Genetic engineering is the process by which scientists change the DNA of living things. Those living things will then have different characteristics. For example, tomatoes being altered to taste sweeter or goats being made to produce spider silk.
In recent years, technology has allowed scientists to modify the DNA of people to treat diseases caused by genetic mutations. However, the modification of human DNA presents the dilemma of inequality, as expensive gene editing treatments are only affordable to a select audience.
Genetic Engineering and Medicine: Gene Therapy
Before the 2000s, gene editing was limited by the tools available, so it could only be implemented on bacteria and grocery fruits. Since then, the invention of CRISPR/Cas9 has allowed scientists the possibility of gene editing on people.
Medical ethics professor at the University of Podstam in Germany, Robert Ransich, and researcher Mary Almeida have expounded upon the consequences of gene editing in a “Nature” article.
“Compared to counterpart genome technologies (e.g., ZFNs and TALENs), CRISPR/Cas9 is considered by many a revolutionary tool due to its efficiency and reduced cost. More specifically, CRISPR/Cas9 seems to provide the possibility of a more targeted and effective intervention in the genome involving the insertion, deletion, or replacement of genetic material,” said Ransich and Almeida.
With its newfound precision, treatments known as gene therapies are more common in the medical field. These treatments are limited to very specific diseases—single gene disorders. These diseases are known to be caused by a certain gene, allowing for scientists to easily modify the gene and treat disease. Currently, there are over 30 gene therapies approved by the FDA to treat cancer, sickle cell anemia, hemophilia and other single-gene disorders.
The Dilemma of Advancement
As scientists gain an understanding about the human genome (the collection of all the genes in a person), gene editing may have the potential to advance wealth inequality.
Heritable genome editing is when DNA is modified in reproductive cells; thus, the children, grandchildren and the rest of the generations will be affected by the editing. This has the potential to create families whose generational wealth also comes with a medical advantage.
“Another concern is that if heritable genome editing were to become prevalent among those who are wealthier or better insured, it could change the prevalence of avoidable diseases between advantaged and disadvantaged populations,” said the National Academies Press, the press department under the National Academies of Sciences, Engineering and Medicine (NASEM).
Affluent populations would then be advanced both in terms of wealth and health, at least for the diseases that can be prevented by gene editing treatments.

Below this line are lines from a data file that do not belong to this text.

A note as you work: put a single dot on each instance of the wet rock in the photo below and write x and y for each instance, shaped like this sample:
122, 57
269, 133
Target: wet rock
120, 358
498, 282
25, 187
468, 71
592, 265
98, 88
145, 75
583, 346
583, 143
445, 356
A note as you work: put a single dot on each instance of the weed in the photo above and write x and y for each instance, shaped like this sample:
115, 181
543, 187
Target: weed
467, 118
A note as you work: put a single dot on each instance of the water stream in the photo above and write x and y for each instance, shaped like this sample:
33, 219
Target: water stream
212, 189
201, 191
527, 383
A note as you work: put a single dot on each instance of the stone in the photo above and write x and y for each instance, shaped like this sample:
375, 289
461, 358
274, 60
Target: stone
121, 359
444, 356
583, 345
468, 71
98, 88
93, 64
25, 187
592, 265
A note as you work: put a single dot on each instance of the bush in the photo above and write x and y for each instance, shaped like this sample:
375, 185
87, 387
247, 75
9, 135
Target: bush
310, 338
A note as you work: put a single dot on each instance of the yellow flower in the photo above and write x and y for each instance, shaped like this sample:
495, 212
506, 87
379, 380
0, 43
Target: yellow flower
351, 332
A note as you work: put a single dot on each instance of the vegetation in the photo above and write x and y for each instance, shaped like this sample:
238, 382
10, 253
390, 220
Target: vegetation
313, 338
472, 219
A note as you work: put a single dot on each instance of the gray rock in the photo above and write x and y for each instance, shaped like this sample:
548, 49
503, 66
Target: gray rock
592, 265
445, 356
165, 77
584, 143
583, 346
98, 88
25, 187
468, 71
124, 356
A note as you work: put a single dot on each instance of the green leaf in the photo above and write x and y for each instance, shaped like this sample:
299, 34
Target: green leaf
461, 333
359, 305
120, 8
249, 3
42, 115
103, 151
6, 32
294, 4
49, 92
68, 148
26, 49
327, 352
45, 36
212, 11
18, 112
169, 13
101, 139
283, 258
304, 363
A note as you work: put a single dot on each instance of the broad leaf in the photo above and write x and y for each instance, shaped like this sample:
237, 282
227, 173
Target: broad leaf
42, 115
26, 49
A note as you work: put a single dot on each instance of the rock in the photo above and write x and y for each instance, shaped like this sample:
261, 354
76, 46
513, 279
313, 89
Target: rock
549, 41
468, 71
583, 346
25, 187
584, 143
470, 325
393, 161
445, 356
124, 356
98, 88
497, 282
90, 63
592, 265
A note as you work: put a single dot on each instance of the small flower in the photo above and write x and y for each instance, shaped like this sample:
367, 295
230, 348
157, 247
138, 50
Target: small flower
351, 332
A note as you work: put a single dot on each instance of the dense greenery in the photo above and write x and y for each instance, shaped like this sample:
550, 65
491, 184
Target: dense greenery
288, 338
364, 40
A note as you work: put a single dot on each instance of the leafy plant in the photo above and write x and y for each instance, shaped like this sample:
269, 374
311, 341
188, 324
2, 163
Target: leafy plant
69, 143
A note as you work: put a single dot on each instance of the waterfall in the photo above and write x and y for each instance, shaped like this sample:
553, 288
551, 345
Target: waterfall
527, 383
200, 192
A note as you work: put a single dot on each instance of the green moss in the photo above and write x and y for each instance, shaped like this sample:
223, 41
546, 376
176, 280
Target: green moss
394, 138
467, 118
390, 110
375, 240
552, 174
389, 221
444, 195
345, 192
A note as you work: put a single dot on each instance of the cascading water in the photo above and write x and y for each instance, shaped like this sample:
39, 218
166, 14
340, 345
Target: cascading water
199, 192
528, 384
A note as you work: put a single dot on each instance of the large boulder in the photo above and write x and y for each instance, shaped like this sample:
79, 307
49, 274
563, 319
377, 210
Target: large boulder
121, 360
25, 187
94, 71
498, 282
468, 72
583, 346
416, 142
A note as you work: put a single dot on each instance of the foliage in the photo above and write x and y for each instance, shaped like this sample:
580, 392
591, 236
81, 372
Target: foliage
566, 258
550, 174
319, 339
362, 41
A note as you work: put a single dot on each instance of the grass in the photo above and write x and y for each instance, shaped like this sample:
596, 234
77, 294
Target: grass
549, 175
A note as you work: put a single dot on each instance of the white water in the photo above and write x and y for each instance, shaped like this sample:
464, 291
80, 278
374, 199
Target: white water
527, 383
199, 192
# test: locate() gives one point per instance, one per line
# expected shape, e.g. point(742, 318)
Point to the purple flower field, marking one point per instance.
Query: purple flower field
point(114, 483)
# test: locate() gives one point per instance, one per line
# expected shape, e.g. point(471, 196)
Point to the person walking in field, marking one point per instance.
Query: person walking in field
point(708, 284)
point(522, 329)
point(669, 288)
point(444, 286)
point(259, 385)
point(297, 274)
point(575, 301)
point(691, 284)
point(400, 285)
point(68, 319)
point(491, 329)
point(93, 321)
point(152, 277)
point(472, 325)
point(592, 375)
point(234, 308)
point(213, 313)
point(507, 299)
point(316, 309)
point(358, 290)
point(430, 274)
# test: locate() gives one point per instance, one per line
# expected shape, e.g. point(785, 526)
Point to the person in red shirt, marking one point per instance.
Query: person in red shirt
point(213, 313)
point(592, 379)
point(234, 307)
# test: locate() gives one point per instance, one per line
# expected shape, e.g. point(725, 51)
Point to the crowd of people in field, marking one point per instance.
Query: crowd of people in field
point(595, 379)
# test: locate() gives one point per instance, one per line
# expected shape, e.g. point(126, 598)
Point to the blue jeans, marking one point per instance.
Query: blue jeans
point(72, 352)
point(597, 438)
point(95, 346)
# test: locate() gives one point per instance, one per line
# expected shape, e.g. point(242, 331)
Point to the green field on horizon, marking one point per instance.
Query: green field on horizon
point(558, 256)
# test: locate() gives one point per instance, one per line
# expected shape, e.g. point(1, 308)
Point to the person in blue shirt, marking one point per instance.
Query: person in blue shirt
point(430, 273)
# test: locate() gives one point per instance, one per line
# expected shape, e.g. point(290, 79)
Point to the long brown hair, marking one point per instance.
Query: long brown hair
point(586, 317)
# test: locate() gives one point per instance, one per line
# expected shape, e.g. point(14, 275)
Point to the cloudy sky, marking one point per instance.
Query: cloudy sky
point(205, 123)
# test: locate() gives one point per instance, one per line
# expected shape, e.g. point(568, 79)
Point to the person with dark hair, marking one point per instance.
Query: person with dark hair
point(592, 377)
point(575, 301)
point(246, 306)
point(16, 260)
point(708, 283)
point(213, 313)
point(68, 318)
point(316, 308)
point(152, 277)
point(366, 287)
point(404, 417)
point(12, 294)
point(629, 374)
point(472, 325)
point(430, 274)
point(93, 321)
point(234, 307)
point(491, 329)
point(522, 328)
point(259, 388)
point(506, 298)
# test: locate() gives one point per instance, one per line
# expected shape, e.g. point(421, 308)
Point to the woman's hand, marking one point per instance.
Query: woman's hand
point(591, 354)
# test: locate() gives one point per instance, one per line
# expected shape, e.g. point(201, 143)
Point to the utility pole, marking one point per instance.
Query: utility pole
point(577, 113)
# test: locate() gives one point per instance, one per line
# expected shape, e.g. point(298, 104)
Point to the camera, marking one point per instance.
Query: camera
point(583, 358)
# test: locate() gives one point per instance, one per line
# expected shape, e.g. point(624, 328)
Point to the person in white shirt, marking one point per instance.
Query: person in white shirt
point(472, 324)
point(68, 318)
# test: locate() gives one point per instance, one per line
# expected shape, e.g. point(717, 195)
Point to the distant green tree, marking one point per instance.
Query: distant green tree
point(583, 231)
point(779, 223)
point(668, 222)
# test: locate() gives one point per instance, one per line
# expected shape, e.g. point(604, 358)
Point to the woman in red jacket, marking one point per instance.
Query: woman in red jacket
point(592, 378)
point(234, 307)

That is, families who are already advantaged with money will be less susceptible to single-cell diseases, as will their children, their grandchildren and so on. Meanwhile, poorer populations will still be struggling to catch up, both economically and medically.
However, Christopher Soch, a math teacher at Huntington Beach High School (HBHS) with a Bachelor’s in Philosophy from the University of California Los Angeles, claims that it is better to start with the wealthy and spread treatments from there.
“Think about vaccines or access to food. We don’t stop the release of vaccines because we know that some countries won’t have them. We would rather increase access to better healthcare, even if it starts with a few, select individuals, and go from there, rather than decrease access to healthcare,” said Soch.
Present Concerns
Currently, geneticists don’t know enough about human DNA to develop heritable gene editing. Existing treatments are limited to rare diseases with known causes—none of which are heritable.
Many are familiar with the dystopian idea of scientists “enhancing” the human genome—for example, controlling eye color, intelligence or strength. This would be a surefire way to increase inequality, as groups with access to treatments will gain advantages in more than health alone. Despite these concerns, the human genome is far too complex for scientists to pinpoint exactly how to enhance specific physical traits or decrease susceptibilities to most diseases. Thus, it is unlikely for primacy in edited characteristics to be a concern in the near-future.
“Similar to many diseases, in which different genetic and other factors are involved, many of the desirable traits to be targeted by any enhancement will most likely be the result of a combination of several different genes influenced by environment and context,” said Ransich.
Soch claims that the desire for advancement—to increase the human lifespan, to prevent disease, and to thrive as a civilization—supersedes concerns of inequality. That is, the rush for advancement is a greater priority for Americans.
“There is an incessant pace to change and innovate rather than strip back and slow down, enjoy friends, family, life. If we don’t judge it for a second and just think of it as this progress-oriented change for some concept of success, some aspect of dominating, then I think that all of this is ‘justified’ and the inequality is secondary. If that’s our cultural kind of outlet, then it never was about equality,” said Soch.
The pace of advancement in heritable genome editing has been slowed down by federal policies. In 2019, the National Institute of Health proposed a moratorium (a temporary ban) on permitting gene-editing human embryos or any related clinical trials.
In 2020, the House of Representatives passed a bill preventing the Food and Drug Administration from approving any germline editing clinical trials. This bans modifications of human babies and any other modifications which could be passed from generation to generation. However, gene therapy treatments are still being developed and tested to treat more diseases and conditions.